U.S. National Oceanic and Atmospheric Administration(NOAA) maintains a storm database. This database tracks characteristics of major storms and weather events in the United States, including when and where they occur, as well as estimates of any fatalities, injuries, and property damage.
In this analysis we will plot injuries and fatalities by major event to explore the types of events which cause maximum human damage.
We will do a second plot of crop and property losses in monetary terms by major events.

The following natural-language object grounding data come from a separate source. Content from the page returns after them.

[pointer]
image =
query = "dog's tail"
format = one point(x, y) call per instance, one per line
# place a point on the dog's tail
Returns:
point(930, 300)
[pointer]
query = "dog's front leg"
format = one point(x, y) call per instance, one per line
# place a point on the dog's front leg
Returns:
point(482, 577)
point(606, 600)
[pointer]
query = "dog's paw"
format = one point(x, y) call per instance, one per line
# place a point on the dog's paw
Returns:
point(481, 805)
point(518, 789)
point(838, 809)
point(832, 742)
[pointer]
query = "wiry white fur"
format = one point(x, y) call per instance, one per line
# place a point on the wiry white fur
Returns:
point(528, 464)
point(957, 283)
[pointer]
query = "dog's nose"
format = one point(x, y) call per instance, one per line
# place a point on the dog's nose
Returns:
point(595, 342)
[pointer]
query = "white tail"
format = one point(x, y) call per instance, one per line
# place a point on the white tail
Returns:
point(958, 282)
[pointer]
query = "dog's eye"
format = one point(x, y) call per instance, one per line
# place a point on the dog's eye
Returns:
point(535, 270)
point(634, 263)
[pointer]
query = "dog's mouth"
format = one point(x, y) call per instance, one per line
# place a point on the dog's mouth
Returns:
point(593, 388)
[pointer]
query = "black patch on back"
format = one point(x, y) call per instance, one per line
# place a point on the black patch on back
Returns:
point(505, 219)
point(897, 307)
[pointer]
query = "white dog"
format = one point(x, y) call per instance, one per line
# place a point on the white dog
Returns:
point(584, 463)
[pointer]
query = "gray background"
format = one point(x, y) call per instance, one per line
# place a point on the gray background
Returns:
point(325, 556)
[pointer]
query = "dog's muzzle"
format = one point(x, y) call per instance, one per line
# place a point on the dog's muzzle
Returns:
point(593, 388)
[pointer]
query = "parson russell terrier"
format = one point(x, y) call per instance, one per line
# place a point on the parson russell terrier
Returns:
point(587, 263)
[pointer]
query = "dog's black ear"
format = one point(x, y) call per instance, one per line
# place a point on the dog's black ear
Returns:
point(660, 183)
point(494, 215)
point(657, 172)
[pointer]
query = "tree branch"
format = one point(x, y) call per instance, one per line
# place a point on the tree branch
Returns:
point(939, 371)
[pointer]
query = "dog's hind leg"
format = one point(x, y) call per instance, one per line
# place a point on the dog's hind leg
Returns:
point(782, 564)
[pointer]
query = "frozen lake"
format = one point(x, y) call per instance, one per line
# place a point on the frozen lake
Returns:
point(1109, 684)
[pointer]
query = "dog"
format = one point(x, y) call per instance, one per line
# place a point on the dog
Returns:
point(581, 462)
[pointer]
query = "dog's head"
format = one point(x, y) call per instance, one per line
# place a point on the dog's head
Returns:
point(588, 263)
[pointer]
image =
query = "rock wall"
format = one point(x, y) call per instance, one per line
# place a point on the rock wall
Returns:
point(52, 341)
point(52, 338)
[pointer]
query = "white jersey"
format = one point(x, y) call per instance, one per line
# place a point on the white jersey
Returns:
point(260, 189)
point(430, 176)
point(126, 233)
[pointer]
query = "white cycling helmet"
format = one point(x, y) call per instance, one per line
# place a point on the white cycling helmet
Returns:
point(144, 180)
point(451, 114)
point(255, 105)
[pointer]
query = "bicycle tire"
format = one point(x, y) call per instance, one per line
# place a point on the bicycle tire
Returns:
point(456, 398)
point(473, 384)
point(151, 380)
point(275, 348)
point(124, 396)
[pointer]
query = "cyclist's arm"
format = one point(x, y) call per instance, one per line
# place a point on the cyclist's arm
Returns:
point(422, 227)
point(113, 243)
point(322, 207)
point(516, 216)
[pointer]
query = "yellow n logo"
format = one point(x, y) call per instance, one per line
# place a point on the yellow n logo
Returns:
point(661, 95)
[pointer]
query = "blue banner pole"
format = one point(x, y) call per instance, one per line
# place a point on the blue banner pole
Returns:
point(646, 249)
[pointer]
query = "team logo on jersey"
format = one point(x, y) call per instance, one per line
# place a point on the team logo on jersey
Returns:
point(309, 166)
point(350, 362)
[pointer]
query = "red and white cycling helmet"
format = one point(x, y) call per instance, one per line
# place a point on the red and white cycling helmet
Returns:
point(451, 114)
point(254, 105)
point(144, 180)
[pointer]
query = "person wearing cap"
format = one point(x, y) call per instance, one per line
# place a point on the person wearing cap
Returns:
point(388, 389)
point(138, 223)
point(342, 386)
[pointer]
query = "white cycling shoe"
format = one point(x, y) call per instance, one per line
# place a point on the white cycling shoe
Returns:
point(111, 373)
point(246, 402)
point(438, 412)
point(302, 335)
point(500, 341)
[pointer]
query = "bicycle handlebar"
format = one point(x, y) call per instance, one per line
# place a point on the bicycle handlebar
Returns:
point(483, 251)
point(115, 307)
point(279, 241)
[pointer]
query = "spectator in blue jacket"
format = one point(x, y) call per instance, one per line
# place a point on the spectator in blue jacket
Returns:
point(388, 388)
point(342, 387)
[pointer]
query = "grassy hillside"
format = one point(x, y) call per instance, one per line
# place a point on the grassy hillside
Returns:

This plot will help us answer the question as to which types of events cause maximum commerical damage.
The two grpahs will show that while maximum human loss is caused by tornados, eclipsing by far human damage caused by any other event, maximum commerical loss is caused by Floods and Strong Winds.
It also shows that there is no correlation bewteen events causing maximum human damage and commerial loss.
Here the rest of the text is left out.